Dr Holzinger, UJF Grenoble, said: “In addition, because of the sensitivity, apart from faster results, it could more easily detect smaller amounts of biomarkers, thus providing earlier diagnosis and prognosis of conditions such as cancer. This also means that a smaller sample is required from the patient for detection e.g. a pin-prick drop of blood, compared to a vial or injection. Our discovery is also applicable for other types of infectious diseases such as malaria and TB.”

This original setup of SPR biosensors reaches clearly higher sensitivities than the standard enzyme-linked immunosorbent assay (ELISA) and has the potential for being a real alternative. The need for label free-bio-sensors is enormous.
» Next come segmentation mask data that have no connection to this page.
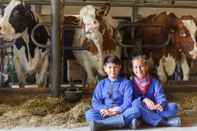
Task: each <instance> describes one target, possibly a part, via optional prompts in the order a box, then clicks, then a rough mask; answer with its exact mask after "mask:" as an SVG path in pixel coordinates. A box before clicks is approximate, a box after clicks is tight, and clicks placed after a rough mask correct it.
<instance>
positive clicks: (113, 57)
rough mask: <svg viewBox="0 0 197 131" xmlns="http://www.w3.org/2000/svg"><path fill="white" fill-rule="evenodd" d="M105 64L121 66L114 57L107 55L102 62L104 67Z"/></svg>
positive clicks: (119, 61) (111, 55)
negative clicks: (109, 64)
mask: <svg viewBox="0 0 197 131" xmlns="http://www.w3.org/2000/svg"><path fill="white" fill-rule="evenodd" d="M107 63H113V64H116V65H121V61H120V59H119V58H118V57H117V56H116V55H108V56H106V57H105V59H104V61H103V64H104V66H105V65H106V64H107Z"/></svg>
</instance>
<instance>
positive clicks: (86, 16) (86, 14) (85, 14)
mask: <svg viewBox="0 0 197 131" xmlns="http://www.w3.org/2000/svg"><path fill="white" fill-rule="evenodd" d="M80 19H81V21H82V22H83V24H84V29H85V32H86V33H91V32H96V31H98V30H99V22H98V20H97V19H96V8H95V7H94V6H92V5H88V6H85V7H83V8H82V9H81V10H80Z"/></svg>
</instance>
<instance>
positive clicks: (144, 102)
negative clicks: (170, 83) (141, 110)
mask: <svg viewBox="0 0 197 131" xmlns="http://www.w3.org/2000/svg"><path fill="white" fill-rule="evenodd" d="M143 102H144V103H145V105H146V106H147V108H148V109H149V110H155V103H154V102H153V101H152V100H151V99H149V98H145V99H143Z"/></svg>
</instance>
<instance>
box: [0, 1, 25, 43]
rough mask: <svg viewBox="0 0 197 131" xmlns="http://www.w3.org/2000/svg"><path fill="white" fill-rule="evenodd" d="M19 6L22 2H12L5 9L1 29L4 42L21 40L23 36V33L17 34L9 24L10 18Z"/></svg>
mask: <svg viewBox="0 0 197 131" xmlns="http://www.w3.org/2000/svg"><path fill="white" fill-rule="evenodd" d="M19 4H21V2H20V1H18V0H12V1H11V2H10V3H9V4H8V6H7V7H6V8H5V11H4V15H3V17H2V18H1V19H0V27H1V30H0V37H1V38H3V39H4V40H8V41H11V40H13V39H17V38H19V37H20V36H21V35H22V34H21V33H18V34H16V33H15V29H14V28H13V27H12V25H11V24H10V23H9V18H10V16H11V13H12V11H13V9H14V8H15V7H16V6H17V5H19Z"/></svg>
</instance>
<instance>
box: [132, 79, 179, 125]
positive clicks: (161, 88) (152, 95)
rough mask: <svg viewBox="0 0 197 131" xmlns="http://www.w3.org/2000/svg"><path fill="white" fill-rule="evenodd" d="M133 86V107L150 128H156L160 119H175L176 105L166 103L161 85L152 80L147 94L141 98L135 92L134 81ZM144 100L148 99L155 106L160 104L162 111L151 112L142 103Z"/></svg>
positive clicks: (176, 112)
mask: <svg viewBox="0 0 197 131" xmlns="http://www.w3.org/2000/svg"><path fill="white" fill-rule="evenodd" d="M132 83H133V86H134V98H136V100H135V103H136V104H135V105H137V106H138V108H139V109H140V112H141V117H142V119H143V120H144V122H145V123H147V124H149V125H151V126H157V125H158V124H160V122H161V121H162V119H166V118H171V117H175V116H176V114H177V105H176V103H168V101H167V99H166V96H165V95H164V92H163V89H162V85H161V83H160V82H159V81H158V80H156V79H154V78H152V80H151V85H150V87H149V89H148V91H147V93H146V94H145V95H144V96H143V95H142V94H141V93H140V92H139V90H137V88H136V85H135V83H134V81H132ZM144 98H149V99H151V100H152V101H154V102H155V103H157V104H161V105H162V107H163V108H164V111H151V110H149V109H148V108H147V107H146V106H145V104H144V103H143V102H142V100H143V99H144Z"/></svg>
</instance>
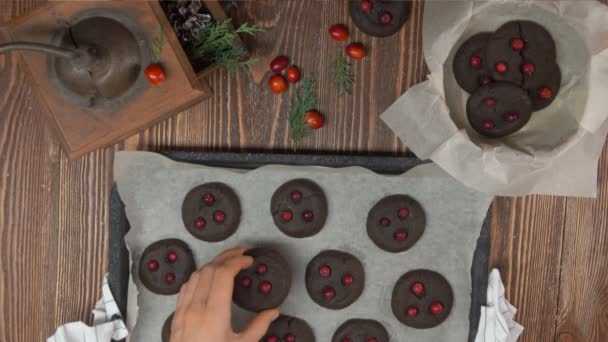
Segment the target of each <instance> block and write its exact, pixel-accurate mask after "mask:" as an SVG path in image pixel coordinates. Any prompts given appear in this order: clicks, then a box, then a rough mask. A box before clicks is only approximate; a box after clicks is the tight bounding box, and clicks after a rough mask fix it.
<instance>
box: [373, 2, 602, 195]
mask: <svg viewBox="0 0 608 342" xmlns="http://www.w3.org/2000/svg"><path fill="white" fill-rule="evenodd" d="M520 19H521V20H531V21H534V22H537V23H539V24H541V25H542V26H544V27H545V28H546V29H547V30H548V31H549V32H550V33H551V34H552V36H553V38H554V40H555V43H556V47H557V62H558V64H559V67H560V69H561V72H562V85H561V90H560V92H559V94H558V95H557V98H556V100H555V101H554V103H553V104H552V105H551V106H549V107H547V108H546V109H544V110H542V111H539V112H535V113H533V114H532V118H531V119H530V121H529V122H528V124H527V125H526V126H525V127H524V128H523V129H522V130H520V131H519V132H517V133H515V134H512V135H510V136H508V137H506V138H503V139H498V140H491V139H487V138H483V137H481V136H479V135H478V134H477V133H475V132H474V131H473V130H472V129H471V128H470V126H469V124H468V122H467V120H466V109H465V104H466V100H467V98H468V94H466V92H464V90H462V89H461V88H460V87H459V86H458V84H457V83H456V81H455V79H454V75H453V71H452V60H453V56H454V54H455V52H456V50H457V49H458V47H459V46H460V44H461V43H462V42H463V41H464V40H465V39H467V38H468V37H470V36H472V35H473V34H475V33H478V32H482V31H494V30H496V29H497V28H498V27H499V26H501V25H502V24H504V23H505V22H508V21H511V20H520ZM606 23H608V6H605V5H603V4H601V3H600V2H599V1H584V0H583V1H570V0H568V1H558V0H538V1H533V0H517V1H515V0H504V1H479V0H456V1H427V2H425V9H424V22H423V28H422V32H423V33H422V34H423V45H424V55H425V59H426V62H427V65H428V67H429V70H430V73H431V74H430V75H429V81H426V82H423V83H421V84H418V85H416V86H414V87H412V88H411V89H409V90H408V91H407V92H406V93H405V94H404V95H403V96H401V97H400V98H399V99H398V100H397V101H396V102H395V103H394V104H393V105H392V106H391V107H389V108H388V109H387V110H386V111H385V112H384V113H383V114H382V119H383V120H384V121H385V122H386V123H387V125H388V126H389V127H390V128H391V129H393V131H395V133H396V134H397V135H398V136H399V137H400V138H401V140H402V141H403V142H404V143H405V144H406V145H407V146H408V147H410V148H411V149H412V150H413V151H414V152H415V153H416V155H417V156H418V157H420V158H430V159H432V160H433V161H434V162H435V163H437V164H438V165H439V166H441V167H442V168H443V169H444V170H445V171H447V172H448V173H449V174H451V175H452V176H454V177H455V178H457V179H458V180H460V181H461V182H463V183H465V184H466V185H468V186H470V187H472V188H474V189H477V190H479V191H484V192H488V193H494V194H500V195H524V194H530V193H539V194H557V195H574V196H593V197H594V196H595V195H596V191H597V190H596V182H597V161H598V159H599V155H600V153H601V151H602V147H603V146H604V140H605V137H606V133H607V132H608V120H606V119H607V118H608V109H607V108H608V96H606V94H608V40H606V37H607V36H608V25H606Z"/></svg>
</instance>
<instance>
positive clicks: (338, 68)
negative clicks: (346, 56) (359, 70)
mask: <svg viewBox="0 0 608 342" xmlns="http://www.w3.org/2000/svg"><path fill="white" fill-rule="evenodd" d="M353 77H354V76H353V73H352V71H351V65H350V63H348V60H347V59H346V56H344V54H343V53H342V51H338V55H337V56H336V61H335V63H334V68H333V78H334V84H335V85H336V87H338V89H339V90H340V95H348V94H350V90H351V88H352V85H353Z"/></svg>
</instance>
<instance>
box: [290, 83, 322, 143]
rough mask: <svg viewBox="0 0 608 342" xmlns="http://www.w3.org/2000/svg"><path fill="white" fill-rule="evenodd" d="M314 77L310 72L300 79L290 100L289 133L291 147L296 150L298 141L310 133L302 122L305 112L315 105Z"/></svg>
mask: <svg viewBox="0 0 608 342" xmlns="http://www.w3.org/2000/svg"><path fill="white" fill-rule="evenodd" d="M316 81H317V80H316V77H315V75H314V74H310V75H309V76H308V77H306V78H304V80H302V83H301V86H300V88H298V89H297V90H296V92H295V95H294V97H293V99H292V100H291V109H290V110H289V135H290V136H291V140H292V142H293V149H294V150H296V149H297V148H298V146H299V144H300V141H301V140H302V139H303V138H304V137H306V136H307V135H308V134H310V128H308V126H307V125H306V123H305V122H304V116H305V115H306V113H307V112H309V111H311V110H313V109H315V108H316V107H317V95H316V94H315V84H316Z"/></svg>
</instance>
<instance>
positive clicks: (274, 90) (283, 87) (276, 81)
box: [268, 75, 287, 94]
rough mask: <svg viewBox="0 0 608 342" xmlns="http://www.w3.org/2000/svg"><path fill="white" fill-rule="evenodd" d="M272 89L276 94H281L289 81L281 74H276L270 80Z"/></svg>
mask: <svg viewBox="0 0 608 342" xmlns="http://www.w3.org/2000/svg"><path fill="white" fill-rule="evenodd" d="M268 85H269V86H270V90H272V92H273V93H275V94H280V93H282V92H284V91H285V89H287V82H286V81H285V79H284V78H283V76H281V75H274V76H272V77H270V79H269V80H268Z"/></svg>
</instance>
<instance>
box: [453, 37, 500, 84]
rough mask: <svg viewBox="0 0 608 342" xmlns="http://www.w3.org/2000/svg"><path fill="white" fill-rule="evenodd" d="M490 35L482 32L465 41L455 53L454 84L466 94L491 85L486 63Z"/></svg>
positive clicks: (453, 67) (491, 78) (487, 67)
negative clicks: (484, 85)
mask: <svg viewBox="0 0 608 342" xmlns="http://www.w3.org/2000/svg"><path fill="white" fill-rule="evenodd" d="M490 35H491V34H490V33H487V32H482V33H479V34H476V35H474V36H472V37H471V38H469V39H467V40H466V41H465V42H464V43H463V44H462V45H461V46H460V48H459V49H458V51H456V54H455V55H454V61H453V62H452V69H453V70H454V78H456V82H458V84H459V85H460V87H461V88H462V89H464V90H465V91H466V92H468V93H473V92H474V91H475V90H477V88H479V87H480V86H482V85H486V84H490V83H492V78H491V76H490V73H489V72H488V68H489V66H488V65H487V63H486V45H487V43H488V39H489V38H490Z"/></svg>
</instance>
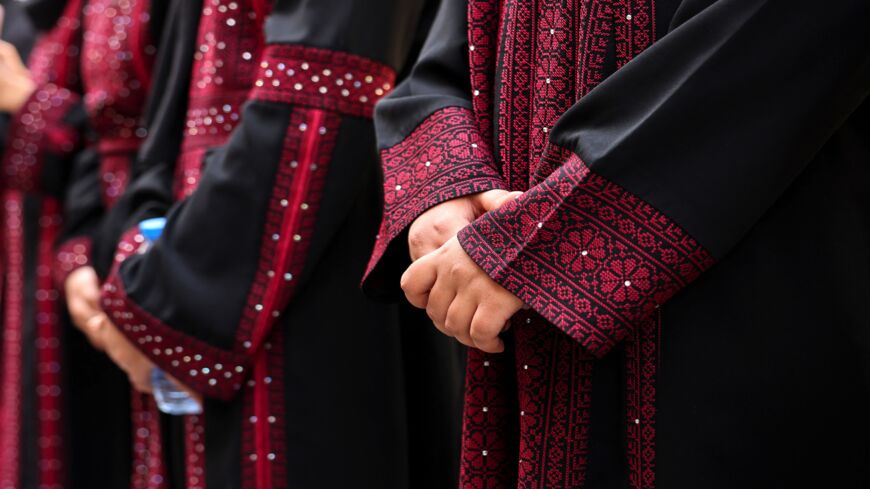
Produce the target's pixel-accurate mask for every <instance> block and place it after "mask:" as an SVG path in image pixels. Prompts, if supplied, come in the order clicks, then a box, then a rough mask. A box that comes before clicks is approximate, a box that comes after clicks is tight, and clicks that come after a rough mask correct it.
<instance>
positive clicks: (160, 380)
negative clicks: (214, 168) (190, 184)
mask: <svg viewBox="0 0 870 489" xmlns="http://www.w3.org/2000/svg"><path fill="white" fill-rule="evenodd" d="M165 225H166V218H165V217H155V218H153V219H146V220H144V221H142V222H140V223H139V231H140V232H141V233H142V236H144V237H145V244H144V246H143V247H142V252H143V253H144V252H145V251H146V250H147V249H148V248H150V247H151V245H152V243H154V241H156V240H157V238H159V237H160V235H161V234H162V233H163V227H164V226H165ZM151 389H152V390H153V391H154V400H155V401H156V402H157V408H158V409H160V411H162V412H164V413H166V414H172V415H176V416H182V415H185V414H200V413H202V406H200V404H199V402H197V401H196V399H194V398H193V397H191V396H190V394H188V393H187V392H185V391H183V390H181V389H179V388H178V386H177V385H176V384H175V383H174V382H172V381H171V380H169V377H167V376H166V372H164V371H163V370H161V369H159V368H157V367H154V368H153V369H151Z"/></svg>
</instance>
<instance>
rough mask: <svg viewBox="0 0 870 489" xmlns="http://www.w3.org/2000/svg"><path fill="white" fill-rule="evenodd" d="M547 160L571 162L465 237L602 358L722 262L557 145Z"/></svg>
mask: <svg viewBox="0 0 870 489" xmlns="http://www.w3.org/2000/svg"><path fill="white" fill-rule="evenodd" d="M547 157H548V158H556V159H557V160H560V161H564V162H565V163H564V164H563V165H561V167H560V168H559V170H557V171H556V172H555V173H554V174H553V175H552V176H551V177H549V178H548V179H547V180H546V181H544V182H543V183H541V184H540V185H538V186H536V187H534V188H532V189H531V190H530V191H528V192H527V193H526V194H525V195H523V196H521V197H520V198H519V199H517V200H516V201H514V202H512V203H510V204H508V205H506V206H505V207H503V208H502V209H499V210H497V211H495V212H490V213H488V214H485V215H484V216H483V217H481V218H480V219H478V220H477V221H476V222H474V223H472V224H471V225H470V226H468V227H466V228H465V229H463V230H462V231H461V232H460V233H459V240H460V243H461V244H462V246H463V248H464V249H465V250H466V252H468V254H469V256H471V258H472V259H474V261H475V262H477V264H478V265H480V267H481V268H483V269H484V270H485V271H486V272H487V273H488V274H489V275H490V276H492V277H493V279H495V280H496V281H498V282H499V283H501V284H502V285H503V286H504V287H506V288H507V289H508V290H510V291H511V292H513V293H514V294H516V295H517V296H518V297H520V298H521V299H523V300H524V301H525V302H526V303H527V304H529V305H530V306H532V307H533V308H534V309H535V310H536V311H538V312H539V313H541V314H542V315H543V316H544V317H545V318H546V319H548V320H549V321H551V322H552V323H553V324H555V325H556V326H558V327H559V328H560V329H562V330H563V331H565V332H566V333H567V334H569V335H570V336H571V337H573V338H574V339H575V340H577V341H578V342H580V344H582V345H583V346H584V347H585V348H586V349H587V350H588V351H590V352H591V353H592V354H594V355H596V356H601V355H603V354H605V353H606V352H607V351H608V350H610V348H612V347H613V346H614V345H615V344H616V343H617V342H619V341H620V340H621V339H623V338H624V337H625V336H627V335H628V334H630V332H631V331H633V330H634V329H635V328H636V327H637V326H639V325H640V324H641V322H642V321H644V320H645V319H646V318H648V317H649V316H650V314H652V312H653V310H654V309H655V307H656V305H660V304H664V303H665V302H666V301H667V300H668V299H669V298H670V297H671V296H673V295H674V294H675V293H677V292H678V291H679V290H680V289H682V288H683V287H685V286H686V285H687V284H688V283H690V282H691V281H692V280H694V279H695V278H696V277H697V276H698V275H700V274H701V273H702V272H703V271H704V270H706V269H707V268H709V267H710V266H712V265H713V258H712V256H711V255H710V254H709V253H708V252H707V251H706V250H704V248H703V247H701V246H700V245H699V244H698V243H697V242H696V241H695V240H694V239H693V238H692V237H691V236H689V235H688V234H687V233H686V232H685V231H683V230H682V229H681V228H680V227H679V226H678V225H677V224H675V223H674V222H673V221H671V220H670V219H669V218H668V217H667V216H665V215H664V214H662V213H660V212H659V211H657V210H656V209H655V208H653V207H652V206H650V205H649V204H647V203H646V202H644V201H642V200H641V199H639V198H638V197H637V196H635V195H633V194H631V193H629V192H627V191H626V190H624V189H622V188H621V187H619V186H618V185H616V184H614V183H611V182H609V181H607V180H606V179H605V178H603V177H601V176H599V175H596V174H594V173H592V172H590V171H589V170H588V168H586V166H585V164H584V163H583V162H582V161H581V160H580V158H579V157H577V156H576V155H574V154H573V153H570V152H569V151H567V150H564V149H558V148H553V151H552V152H551V153H550V154H549V155H548V156H547ZM553 166H554V167H557V166H560V165H557V164H554V165H553ZM556 243H560V244H559V245H557V244H556Z"/></svg>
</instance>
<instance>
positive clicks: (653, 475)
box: [626, 310, 661, 489]
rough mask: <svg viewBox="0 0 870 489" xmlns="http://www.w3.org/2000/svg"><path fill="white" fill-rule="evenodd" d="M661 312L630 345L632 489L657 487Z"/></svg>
mask: <svg viewBox="0 0 870 489" xmlns="http://www.w3.org/2000/svg"><path fill="white" fill-rule="evenodd" d="M660 328H661V311H660V310H659V311H656V315H655V317H654V318H653V319H651V320H649V321H646V322H645V323H644V324H643V325H641V326H640V327H638V328H637V330H636V331H635V332H634V335H633V336H632V337H631V338H630V339H629V340H628V343H627V348H626V418H627V419H626V425H627V436H626V439H627V444H626V450H627V452H628V466H629V482H630V485H631V488H632V489H654V488H655V478H656V473H655V454H656V452H655V446H656V445H655V437H656V427H655V415H656V404H655V402H656V386H655V381H656V375H657V373H658V361H659V355H658V342H659V335H660Z"/></svg>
The graphene grown in Prof Duesberg’s lab has been shown to be more suited to the sensor development than other forms of graphene used previously. The graphene growth technique is known as chemical vapour deposition (CVD) and it creates large areas of single layer graphene with few defects. The lack of defects and homogeneity of the graphene surface is what aids the amplification of the sensor signal.

Prof Duesberg is a member of Europe’s Graphene Flagship, which lays out a science and technology road map, targeting research areas designed to take graphene and related 2D materials from academic laboratories into society.

With 142 partners in 23 countries, the Graphene Flagship was established following a call from the European Commission to address big science and technology challenges of the day through long-term, multidisciplinary R&D efforts.